Oliver Habryka: I am glad you are coming around! I mean, I am sad, of course, that this is the right update to make, but I do think it’s true, and am in favor of you and others thinking about what it implies for the future and what to do.

Okay. That all needed to be said. On Friday I’ll look at the new RSP on its own merits.

Eliezer Yudkowsky: If I’d ever had the faintest, tiniest credence in Anthropic’s “Responsible Scaling Policy”, I’d probably feel pretty betrayed right now!
As it is, I ask only that you update, and not always be surprised in the same direction of “huh, Eliezer was right to call it empty”.
Note: to observe how my cynicism repeatedly *ends up* right, tally only how things *end up*. Don’t jump and say “See, Eliezer was wrong to be cynical!” the moment you hear an uncashed promise or see an arguable sign of later hope.

I would love to update in the direction of "huh, Eliezer was right to call it empty”. However, to do that I need to read the place where Yudkowsky called Anthropic's RSP empty, in advance, and view it in context. Does anyone have a source?

Genuine question! I tried to answer my own question below, and failed to find one. I searched myself, and "asked the shoggoths to search for me", and I think this is a retrodiction masquerading as a prediction. Reader, if you have a source, I welcome it, and will gratefully retract. Absence of evidence is not evidence of absence, and the rest of my comment below is trivially disprovable with a single hyperlink.

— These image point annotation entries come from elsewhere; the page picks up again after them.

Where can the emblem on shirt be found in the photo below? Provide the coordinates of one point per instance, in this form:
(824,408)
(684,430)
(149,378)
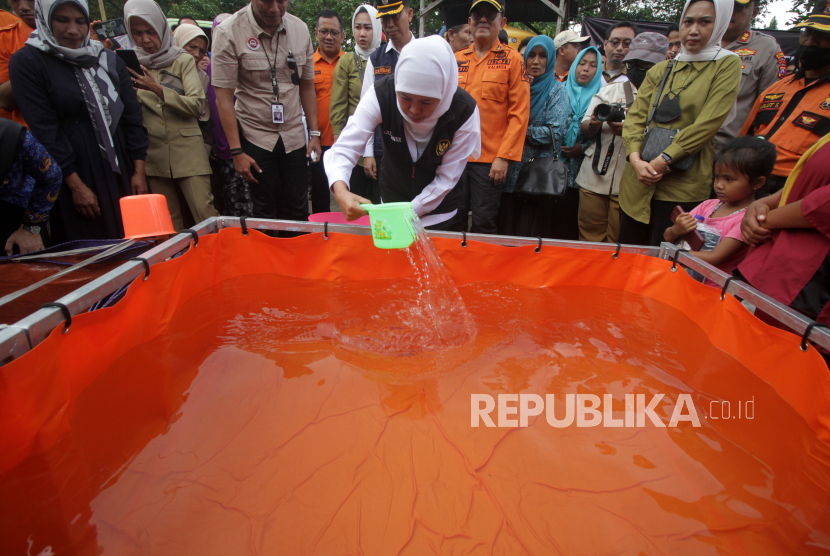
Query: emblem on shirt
(809,120)
(782,65)
(443,146)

Otherwise, this is a long-term pattern as discussed back in 2022: Beware boasting about non-existent forecasting track records. I expect other commenters can provide better documentation of their successful advanced predictions. For example, Zvi has NO bets on the linked market. Unfortunately, in this world, claims of "I told you so" are only credible with links to the places where you told us so.

I fail to find a source, at length

After writing the above,

I broke out my copy of If Anyone Builds It, Everyone Dies and the "I don't want to be alarmist" chapter. This is the most relevant quote I found:

No company wants to miss out on the money, if a rung is safe. Now consider the sort of corporate executive who has convinced themselves that they alone have the bets chance - 80 percent, say - of shaping the explosion into something that benefits rather than harms humanity. Why they'd think it's imperative they be the first to ascend.

I agree with this, but it's entirely possible for this to be true in a world where Anthropic's RSP is not "empty". In Prisoner's Dilemma, no prisoner wants to miss out on the chance to go free, if they betray the other prisoner, but observing that fact isn't a prediction that all prisoners will defect, and indeed not all prisoners do defect.

Claude Research Mode, looking hard for Yudkowsky making this prediction in any form, found me this: X: Failing to continuously test your AI as it grows into superintelligence, such that it could later just sandbag all interesting capabilities on its first round of evals, is a relatively less dignified way to die. Any takers besides Anthropic?

So "relatively less dignified way to die" is arguably pointing out that lab-specific policies and country-specific policies are insufficient, and we need an international treaty. But something can be insufficient without being "empty". A vegan diet is grossly insufficient to end animal suffering, but it's not empty.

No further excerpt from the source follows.